Évaluation des risques liés aux pollutions diffuses d'origine agricole
Des outils d’évaluation du risque de contamination des eaux (de surface et souterraines) par les nutriments et les pesticides ont été initiés et développés par différents organismes de recherche (Inra, Irstea, BRGM, Cirad). Ces outils ont vocation à aider les agences de l’eau et Dreal en métropole, offices de l’eau et Deal dans les DOM, à caractériser les pressions et définir les zones à risque de non atteinte des objectifs environnementaux (annexe 5 de la DCE).
Lien utile: Référentiel sur les outils de la recherche pour réduire les pollutions de l’eau par les pesticides
Pressions polluantes d’origines industrielles sur les eaux souterraines
Dans le cadre de l’élaboration des futurs plans de gestion DCE, l’identification des masses d’eau souterraines susceptibles de ne pas atteindre les objectifs de bon état comprend l’évaluation des impacts potentiels des pressions polluantes s’y exerçant. Entre autres pressions, les pollutions d’origines industrielles posent des problèmes d’ordre méthodologique pour l’évaluation du risque DCE.
Pour l'état des lieux 2019, le BRGM a fait une Proposition d’approche méthodologique pour évaluer l’impact des pressions d’origine industrielle sur la qualité des eaux (2015), optimisée sur la base des données disponibles et des retours d’expérience du cycle DCE précédent.
Pressions de pollutions ponctuelles transitant par les installations de traitement des eaux usées
Une contribution très importante à la connaissance des sources de contamination procède de la mise en œuvre de l’action nationale de Recherche et de réduction des rejets de substances dangereuses (RSDE), définie dès 2002. Cette action, d’abord centrée sur les Installations industrielles classées pour la protection de l’environnement (ICPE), s’est étendue en 2010 aux stations d’épuration des eaux usées urbaines (Steu).
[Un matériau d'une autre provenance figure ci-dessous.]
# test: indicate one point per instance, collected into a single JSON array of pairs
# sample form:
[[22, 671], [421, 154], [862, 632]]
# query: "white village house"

Les synthèses concernant les 2 types d’émetteurs (ICPE et Steu) sont disponibles sur le site RSDE de l’Ineris. Et notamment la synthède de la campagne de mesure 2011-2013 sur 760 Steu urbaines de capacité nominale supérieure à 10 000 équivalents habitants.
Le projet Regard (Bordeaux) a par ailleurs récemment apporté des données très riches sur les rejets de Steu concernant de nombreux composés émergents (pharmaceutiques, biocides, plastifiants, perfluorés, etc.).
Le projet Rempar (Arcachon) a également fourni des données complémentaires précises sur les compositions des eaux en entrée et sortie de 2 Steu du bassin.
Le projetRilact (Annemasse) a aussi apporté de nouveaux éléments chiffrés sur la pollution résiduelle en sortie d'une Steu, en particulier des détergents et biocides.
Le projet parisien Cosmet'eau a documenté avec précision le devenir des divers parabènes dans les divers étages d'une Steu.
Pour finir, le projet MicroReuse mené à La Réunion dans un contexte d'évaluation d'une solution de réutilisation des eaux usées à des fins d'irrigation, a restitué de nouveaux éléments concernant le transfert de micropolluants urbains au travers d'une Steu équipée de technologies membranaires de type micro et ultrafiltration.